Review: A Feathered River across the Sky

A Feathered River across the Sky.  By Joel Greenburg.  2014.  289 pages.  Cloth.  Bloomsbury USA, New York.  $26.00.

                Most birders are aware of the species that have become extinct since Europeans settled in North America.  These include birds such as the Ivory-billed Woodpecker, Eskimo Curlew, Carolina Parakeet, Bachman’s Warbler, Labrador Duck, and Great Auk.  The bird nearly everyone knows about, however, is the Passenger Pigeon.  How could a bird that still numbered over a billion in 1860 become extinct in the wild in less than 45 years?  As I write this review, we are coming up on the 100th anniversary of the death of the last Passenger Pigeon.  That bird, named Martha, died at the Cincinnati Zoo on September 1, 1914.

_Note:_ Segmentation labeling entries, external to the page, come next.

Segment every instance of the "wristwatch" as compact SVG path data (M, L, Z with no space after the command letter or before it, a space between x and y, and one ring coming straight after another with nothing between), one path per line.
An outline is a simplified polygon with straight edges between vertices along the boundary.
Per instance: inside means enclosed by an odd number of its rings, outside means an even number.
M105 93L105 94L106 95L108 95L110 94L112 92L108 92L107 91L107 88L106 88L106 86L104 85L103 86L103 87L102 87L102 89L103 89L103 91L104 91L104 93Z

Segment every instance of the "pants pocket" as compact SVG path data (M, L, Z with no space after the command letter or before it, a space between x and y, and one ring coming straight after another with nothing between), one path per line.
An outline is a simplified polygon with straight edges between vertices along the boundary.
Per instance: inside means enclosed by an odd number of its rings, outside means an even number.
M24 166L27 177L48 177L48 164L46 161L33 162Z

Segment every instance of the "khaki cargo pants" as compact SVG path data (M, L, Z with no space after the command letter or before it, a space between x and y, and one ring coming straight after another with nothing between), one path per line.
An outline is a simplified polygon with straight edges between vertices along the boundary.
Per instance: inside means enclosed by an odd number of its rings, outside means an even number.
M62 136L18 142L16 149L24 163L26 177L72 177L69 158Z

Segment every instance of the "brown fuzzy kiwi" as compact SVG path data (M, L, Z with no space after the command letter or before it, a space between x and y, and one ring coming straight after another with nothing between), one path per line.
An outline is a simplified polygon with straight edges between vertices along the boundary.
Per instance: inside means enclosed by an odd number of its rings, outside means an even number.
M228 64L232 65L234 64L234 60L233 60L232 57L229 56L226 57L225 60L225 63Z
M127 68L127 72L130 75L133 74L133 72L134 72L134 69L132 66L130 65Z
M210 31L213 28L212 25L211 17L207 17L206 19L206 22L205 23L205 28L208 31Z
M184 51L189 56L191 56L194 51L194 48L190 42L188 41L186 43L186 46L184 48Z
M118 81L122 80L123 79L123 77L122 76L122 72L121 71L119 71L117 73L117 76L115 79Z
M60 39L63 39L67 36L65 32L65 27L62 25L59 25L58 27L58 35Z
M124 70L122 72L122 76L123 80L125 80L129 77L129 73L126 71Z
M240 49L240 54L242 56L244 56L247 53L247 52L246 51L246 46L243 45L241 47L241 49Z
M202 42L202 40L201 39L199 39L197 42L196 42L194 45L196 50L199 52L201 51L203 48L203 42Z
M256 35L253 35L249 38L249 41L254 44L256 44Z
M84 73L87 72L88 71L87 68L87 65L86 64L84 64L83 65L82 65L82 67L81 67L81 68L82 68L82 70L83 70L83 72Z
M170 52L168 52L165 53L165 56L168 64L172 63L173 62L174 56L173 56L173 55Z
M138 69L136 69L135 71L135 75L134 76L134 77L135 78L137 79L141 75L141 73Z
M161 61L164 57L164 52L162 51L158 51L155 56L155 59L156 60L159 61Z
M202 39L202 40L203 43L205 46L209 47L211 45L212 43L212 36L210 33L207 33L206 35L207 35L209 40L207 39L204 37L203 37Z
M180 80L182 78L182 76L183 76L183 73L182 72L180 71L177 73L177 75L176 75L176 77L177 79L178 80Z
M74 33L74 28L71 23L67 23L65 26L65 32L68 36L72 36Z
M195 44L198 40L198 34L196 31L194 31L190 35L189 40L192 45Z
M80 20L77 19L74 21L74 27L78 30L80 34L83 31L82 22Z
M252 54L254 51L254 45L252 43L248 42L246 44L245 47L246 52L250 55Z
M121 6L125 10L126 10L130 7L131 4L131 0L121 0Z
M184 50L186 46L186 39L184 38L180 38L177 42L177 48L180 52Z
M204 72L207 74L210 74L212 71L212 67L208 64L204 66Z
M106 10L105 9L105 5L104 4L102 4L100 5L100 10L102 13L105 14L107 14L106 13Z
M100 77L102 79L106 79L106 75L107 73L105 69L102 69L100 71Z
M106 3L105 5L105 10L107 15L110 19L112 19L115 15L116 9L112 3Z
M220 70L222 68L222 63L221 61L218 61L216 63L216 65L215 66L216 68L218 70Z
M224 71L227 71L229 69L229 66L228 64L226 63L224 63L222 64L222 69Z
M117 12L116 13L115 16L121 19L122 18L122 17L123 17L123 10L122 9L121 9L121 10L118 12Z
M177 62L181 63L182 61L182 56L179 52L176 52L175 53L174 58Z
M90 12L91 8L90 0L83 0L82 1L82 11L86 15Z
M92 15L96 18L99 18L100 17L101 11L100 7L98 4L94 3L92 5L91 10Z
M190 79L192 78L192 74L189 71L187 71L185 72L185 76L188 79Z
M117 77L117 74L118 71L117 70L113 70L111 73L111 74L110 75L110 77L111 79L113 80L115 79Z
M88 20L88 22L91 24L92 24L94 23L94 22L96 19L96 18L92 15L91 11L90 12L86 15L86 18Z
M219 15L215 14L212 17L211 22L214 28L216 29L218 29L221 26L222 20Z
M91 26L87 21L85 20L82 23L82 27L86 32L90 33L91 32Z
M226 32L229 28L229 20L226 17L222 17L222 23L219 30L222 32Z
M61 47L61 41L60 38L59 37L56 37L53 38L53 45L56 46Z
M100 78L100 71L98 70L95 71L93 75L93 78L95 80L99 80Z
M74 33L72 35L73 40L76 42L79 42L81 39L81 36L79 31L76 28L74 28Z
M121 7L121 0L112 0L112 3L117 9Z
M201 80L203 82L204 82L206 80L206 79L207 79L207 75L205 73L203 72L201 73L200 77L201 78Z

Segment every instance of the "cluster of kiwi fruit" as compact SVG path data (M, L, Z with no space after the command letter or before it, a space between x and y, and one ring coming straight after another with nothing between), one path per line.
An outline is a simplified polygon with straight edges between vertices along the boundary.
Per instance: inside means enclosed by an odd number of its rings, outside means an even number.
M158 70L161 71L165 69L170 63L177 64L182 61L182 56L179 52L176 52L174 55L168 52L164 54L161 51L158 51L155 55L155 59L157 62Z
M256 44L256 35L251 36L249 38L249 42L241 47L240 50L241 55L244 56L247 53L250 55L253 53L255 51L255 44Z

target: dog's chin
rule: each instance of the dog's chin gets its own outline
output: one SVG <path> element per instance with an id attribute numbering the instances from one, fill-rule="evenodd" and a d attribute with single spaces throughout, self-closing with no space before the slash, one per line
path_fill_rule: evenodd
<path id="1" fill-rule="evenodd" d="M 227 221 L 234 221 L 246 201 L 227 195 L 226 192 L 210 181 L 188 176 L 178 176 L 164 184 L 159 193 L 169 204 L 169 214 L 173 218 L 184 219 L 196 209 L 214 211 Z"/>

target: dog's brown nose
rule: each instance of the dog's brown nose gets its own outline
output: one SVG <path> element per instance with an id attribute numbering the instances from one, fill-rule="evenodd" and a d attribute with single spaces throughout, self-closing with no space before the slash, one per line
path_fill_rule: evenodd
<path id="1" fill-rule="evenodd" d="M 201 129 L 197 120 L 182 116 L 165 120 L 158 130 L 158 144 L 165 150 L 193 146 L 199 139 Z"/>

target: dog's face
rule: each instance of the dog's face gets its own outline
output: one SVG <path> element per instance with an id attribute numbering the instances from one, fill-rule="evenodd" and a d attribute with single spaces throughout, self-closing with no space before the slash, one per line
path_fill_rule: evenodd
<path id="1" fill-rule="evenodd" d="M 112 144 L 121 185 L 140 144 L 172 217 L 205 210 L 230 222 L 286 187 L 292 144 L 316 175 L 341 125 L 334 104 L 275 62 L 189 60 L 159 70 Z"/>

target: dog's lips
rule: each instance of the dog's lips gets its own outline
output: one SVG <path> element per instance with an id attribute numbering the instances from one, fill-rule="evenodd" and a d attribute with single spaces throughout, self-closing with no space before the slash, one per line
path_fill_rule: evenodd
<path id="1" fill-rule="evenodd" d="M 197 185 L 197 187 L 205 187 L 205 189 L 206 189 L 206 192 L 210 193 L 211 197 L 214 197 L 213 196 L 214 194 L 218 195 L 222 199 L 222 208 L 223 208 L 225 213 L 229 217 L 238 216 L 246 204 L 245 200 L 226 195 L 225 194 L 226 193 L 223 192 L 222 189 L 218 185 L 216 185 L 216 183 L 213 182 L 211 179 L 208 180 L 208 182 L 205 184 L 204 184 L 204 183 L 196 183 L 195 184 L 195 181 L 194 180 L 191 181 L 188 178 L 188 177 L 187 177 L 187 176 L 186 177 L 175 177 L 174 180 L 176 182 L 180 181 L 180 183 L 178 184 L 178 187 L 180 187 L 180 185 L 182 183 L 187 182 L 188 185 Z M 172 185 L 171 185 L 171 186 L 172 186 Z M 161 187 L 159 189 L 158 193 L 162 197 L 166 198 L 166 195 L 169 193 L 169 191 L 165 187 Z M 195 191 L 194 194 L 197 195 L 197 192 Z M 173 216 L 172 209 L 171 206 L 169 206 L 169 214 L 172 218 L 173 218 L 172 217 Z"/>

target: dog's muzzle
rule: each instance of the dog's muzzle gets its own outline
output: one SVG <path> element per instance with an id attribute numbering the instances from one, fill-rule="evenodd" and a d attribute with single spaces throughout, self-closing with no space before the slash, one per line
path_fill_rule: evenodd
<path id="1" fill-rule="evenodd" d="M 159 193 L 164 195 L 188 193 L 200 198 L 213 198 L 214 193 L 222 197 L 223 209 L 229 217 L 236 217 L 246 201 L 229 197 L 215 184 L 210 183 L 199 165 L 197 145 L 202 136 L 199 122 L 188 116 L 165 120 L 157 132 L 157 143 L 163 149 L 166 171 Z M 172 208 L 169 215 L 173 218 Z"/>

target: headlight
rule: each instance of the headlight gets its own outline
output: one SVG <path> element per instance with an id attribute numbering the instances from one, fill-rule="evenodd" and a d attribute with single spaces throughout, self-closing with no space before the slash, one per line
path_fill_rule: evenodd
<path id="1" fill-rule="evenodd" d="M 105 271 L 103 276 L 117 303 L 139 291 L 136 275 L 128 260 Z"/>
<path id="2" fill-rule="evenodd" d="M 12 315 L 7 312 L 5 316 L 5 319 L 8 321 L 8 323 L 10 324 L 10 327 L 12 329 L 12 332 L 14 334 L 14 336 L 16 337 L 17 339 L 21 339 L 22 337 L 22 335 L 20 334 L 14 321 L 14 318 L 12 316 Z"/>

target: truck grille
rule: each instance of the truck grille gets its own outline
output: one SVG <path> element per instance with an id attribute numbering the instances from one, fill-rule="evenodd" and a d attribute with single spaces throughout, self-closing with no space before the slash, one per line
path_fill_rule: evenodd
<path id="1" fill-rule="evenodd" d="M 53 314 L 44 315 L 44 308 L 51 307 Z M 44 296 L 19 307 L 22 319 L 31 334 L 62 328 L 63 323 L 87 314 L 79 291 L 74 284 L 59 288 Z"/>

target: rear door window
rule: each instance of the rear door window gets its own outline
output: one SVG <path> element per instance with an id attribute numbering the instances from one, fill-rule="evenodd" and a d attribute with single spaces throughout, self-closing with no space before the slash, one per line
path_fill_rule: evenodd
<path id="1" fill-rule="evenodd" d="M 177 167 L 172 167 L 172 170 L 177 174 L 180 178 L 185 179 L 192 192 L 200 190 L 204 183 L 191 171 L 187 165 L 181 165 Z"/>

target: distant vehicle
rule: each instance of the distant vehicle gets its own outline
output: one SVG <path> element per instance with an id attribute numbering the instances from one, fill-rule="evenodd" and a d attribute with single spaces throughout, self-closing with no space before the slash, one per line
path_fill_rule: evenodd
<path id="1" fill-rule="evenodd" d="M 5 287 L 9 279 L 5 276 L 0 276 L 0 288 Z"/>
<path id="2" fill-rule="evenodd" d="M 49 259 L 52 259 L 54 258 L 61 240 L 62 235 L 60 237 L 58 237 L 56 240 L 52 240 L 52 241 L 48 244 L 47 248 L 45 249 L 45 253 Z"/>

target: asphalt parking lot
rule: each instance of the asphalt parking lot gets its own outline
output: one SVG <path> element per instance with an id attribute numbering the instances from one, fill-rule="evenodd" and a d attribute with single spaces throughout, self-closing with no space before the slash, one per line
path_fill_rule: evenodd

                Joel Greenberg’s A Feathered River across the Sky – The Passenger Pigeon’s Flight to Extinction traces the history of the Passenger Pigeon from the time the bird was first recorded in 1534 by Jacques Cartier to its extinction in the early 1900s.  The book covers topics from the pigeon’s propensity to travel in immense flocks and nest in huge colonies to its desire for certain types of food.  Descriptions of Passenger Pigeon flights from the early 1800s or before are hard to believe.  Some of these flocks were so large they took hours to pass and darkened the skies.  Alexander Wilson, one of the nation’s earliest ornithologists, estimated the size of a flock he observed near Louisville, Kentucky, as having over 2.2 billion birds.  Certainly, at this date, the Passenger Pigeon had to be one of the most abundant birds in the World.  As late as 1860, a flock of pigeons that passed just west of Toronto was estimated to contain more than a billion birds.  The largest nesting recorded took place in central Wisconsin in 1871.  This concentration of birds covered about 850 square miles (an area the size of Berks County) and contained an estimated 136 million birds.  The pigeons were killed at their nesting grounds for years but it was not until the railroads made market hunting profitable that the real slaughter began.  The birds were killed in just about every way imaginable.  The last two nesting attempts took place in 1882 on Kettle Creak near Emporium, Pennsylvania and in Monroe County, Wisconsin, and these two attempts included no more than one or two million birds.  By the turn of the century almost no Passenger Pigeons remained in the wild.  The last verified record of wild Passenger Pigeons occurred on April 3, 1902 when two birds were seen and one was shot near Laurel in Franklin County, Indiana. 

                A Feathered River across the Sky is a really fascinating book that everyone should read.  If you don’t want to buy a copy of the book, get one from your local library.  It is must reading for anyone interested in the out-of-doors.